My judging team in the second annual Self-Published Science Fiction Competition (SPSFC2) has released our list of eight quarterfinalists, which we will be reading and reviewing over the next two months. Two of that quarterfinals group were the top two books that I selected out of my slush allocation. But two more–Fear by James McLellan and The Sphere: A Journey in Time by Michelle McBeth–were split decisions, where I didn’t recommend the books continue in the competition, but they went through on the strength of the other reader’s opinion.
Neither book was bad, and both saw me read more than 60% before deciding to recommend against them—not because I was hating the reading experience, but because they read like solid three-star novels when I was looking for fours and fives. But when my teammates pushed them to the next round, I circled back to finish and provide my own scores. Because of the disjointed reading experience and my lack of strong feelings, I won’t be posting reviews of my usual length, but rather have combined two smaller reviews into one post.
Fear by James McLellan
I admit that the title of James McLellan’s Fear had my expectations out-of-whack from the get-go. I could see that it was a story about movie-making in a sci-fi setting, but I expected it to turn in a survival horror direction. It took me embarrassingly long to realize that the title referenced the movie being made (Phobos) rather than the tenor of the novel itself.
Perhaps this put me in the wrong headspace to really appreciate what the novel was doing. But the lack of driving plot sure didn’t help correct my mistake. The prose is solid, and the setting is well-realized and appropriately drab. But the plot is just a director running into a series of problems—from securing funding to losing actors to various power plays by the involved entities to weather problems and accidents on set and pretty much anything else that can go wrong. There’s nothing that jumps out and asserts itself as the point of it all. It’s just a train wreck, and its success as a story relies on the audience not being able to look away.

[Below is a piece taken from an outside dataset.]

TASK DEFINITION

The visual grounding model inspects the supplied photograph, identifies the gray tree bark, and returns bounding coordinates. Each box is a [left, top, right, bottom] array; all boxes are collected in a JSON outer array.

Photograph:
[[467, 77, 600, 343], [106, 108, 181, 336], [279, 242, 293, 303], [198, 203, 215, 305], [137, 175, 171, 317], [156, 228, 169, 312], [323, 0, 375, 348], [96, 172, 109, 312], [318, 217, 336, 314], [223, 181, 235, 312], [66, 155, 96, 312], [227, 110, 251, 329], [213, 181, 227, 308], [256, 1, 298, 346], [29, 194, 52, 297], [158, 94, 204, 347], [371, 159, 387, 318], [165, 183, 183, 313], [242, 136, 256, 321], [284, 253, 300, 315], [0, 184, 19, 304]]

And I admit that I stuck with it quite a while, with quality writing and borderline novella length bringing me past 60% before I’d even noticed. But I never connected with the lead enough—either positively or negatively—to generate emotional investment in the disaster, and with so many things going wrong, it was short on surprises that could generate tension. Eventually, I ran out of interest in all the small failures that could sink a movie. And while I can’t go below three stars for a book written reasonably well and without any glaring problems, that flatness prevented me from really being able to recommend it in the end. There’s not much that stands out, it’s just one mistake after another. That slow descent into failure, combined with the atmosphere, was enough for one of my teammates, and will doubtless be enough for some other readers. But for me, I just needed something else to grab my attention.
Recommended if you like: slow-burning train wrecks, farcical stories about movie-making.
Can I use it for Bingo? It’s hard mode for Standalone and Self-Published, in addition to having No Ifs Ands Or Buts.
Overall rating: 10 of Tar Vol’s 20. Two stars on Goodreads.
SPSFC Score: My personal score is 5/10. The official team score will be decided in concert with my teammates.
The Sphere: A Journey in Time by Michelle McBeth
For all that I dislike sci-fi that devolves into thriller plots, I do enjoy time travel tropes, and so despite a blurb with a whiff of thriller, I was intrigued by Michelle McBeth’s The Sphere: A Journey in Time. And while I had my complaints along the way, the opening only grew my interest. It’s far from tight, with a lot of time spent exploring the lead and her profession as a sort of time-traveling historian before really jumping into the plot. But if there was fluff that could’ve been stripped away, there was also a pair of charming characters at the forefront of the novel, and the fluid writing style made it easy to constantly read just one more chapter.
The arrival of the major hook made me all the more invested, setting up a compelling dilemma about how to respect the wishes of one person whose wishes change quite a lot over the years, and a more urgent question about how to protect a friend from a less-than-caring employer.
But time travel stories always depend on how everything comes together in the end, and I found my interest waning in the final third. There was plenty of running from enemies, along with some intricate working through timelines that may be fascinating to anyone gripped by the tale but didn’t offer so much to those on the fence. And after putting it down and returning, it became strikingly clear that the writing style that had drawn me in early had lost some of its smoothness and bingeability in the latter stages. This didn’t totally undo all the good work from the first half of the book, and it still delivered a satisfying ending. But there was a bit too much roughness–especially near the end–for me to enjoy the whole as much as I enjoyed the start. That said, there were enough flashes of quality that I didn’t object to my teammate sending it to the quarterfinals, and I’m certainly intrigued to see how the author develops over her career.
Recommended if you like: mind-bending time-travel thrillers.
Can I use it for Bingo? It’s hard mode for Self-Published, and has plenty of Wibbly Wobbly Timey Wimey stuff
Overall rating: 11 of Tar Vol’s 20. Three stars on Goodreads.
SPSFC Score: My personal score is 5.5/10. The official team score will be decided in concert with my teammates.